Research within the Center for Human Movement Sciences
Education and research are intensely connected in the Center for Human Movement Sciences (CHMS). PhD's, master and bachelor students work together in an academic learning community and inspiring environment, playing a pivotal role in our research success.
The Center runs a competitive master-PhD program providing opportunities for talented master students to complete a PhD (currently 4 PhD places per year).
What kind of research?
There are 2 research domains within the master Human Movement Sciences shown with some examples of research questions:
• Falling in the elderly: predicting individual fall risks and developing preventive exercise programmes
• The relationship between movement and diseases such as dementia, stroke and Parkinson’s disease
• Effects of physical activity and inactivity on cognitive and mental processes (e.g. attention, memory)
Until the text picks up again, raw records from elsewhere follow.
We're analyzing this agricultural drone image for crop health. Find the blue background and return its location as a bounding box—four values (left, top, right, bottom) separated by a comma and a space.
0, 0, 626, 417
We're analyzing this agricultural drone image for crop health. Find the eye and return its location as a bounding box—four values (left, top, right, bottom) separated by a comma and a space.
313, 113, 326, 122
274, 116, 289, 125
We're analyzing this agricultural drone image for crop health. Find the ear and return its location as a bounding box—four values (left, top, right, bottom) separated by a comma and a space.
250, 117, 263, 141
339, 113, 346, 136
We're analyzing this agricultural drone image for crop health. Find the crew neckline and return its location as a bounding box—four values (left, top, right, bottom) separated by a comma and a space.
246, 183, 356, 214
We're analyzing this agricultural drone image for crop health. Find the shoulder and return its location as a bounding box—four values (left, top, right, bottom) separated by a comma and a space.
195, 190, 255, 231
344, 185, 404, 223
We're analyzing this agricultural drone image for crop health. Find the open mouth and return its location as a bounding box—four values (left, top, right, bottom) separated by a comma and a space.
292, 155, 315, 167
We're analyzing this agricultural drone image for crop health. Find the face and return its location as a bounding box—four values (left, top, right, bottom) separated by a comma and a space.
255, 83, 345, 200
• Recovery of normal skills levels after a stroke or paraplegia
• Sensorimotor adaptation processes during the rehabilitation of people with an artificial arm or leg or when learning to operate an arm-drive wheelchair
• Children with DCD (Developmental Coordination Disorder) and adults who need to relearn motor skills after a stroke or other impairment of the cognitive/sensorimotor system
Student research projects within this domain are usually conducted on-site in nursing homes and/or geriatric wards of hospitals, residential facilities for the elderly or individual homes. The CHMS has also great lab facilities to conduct research.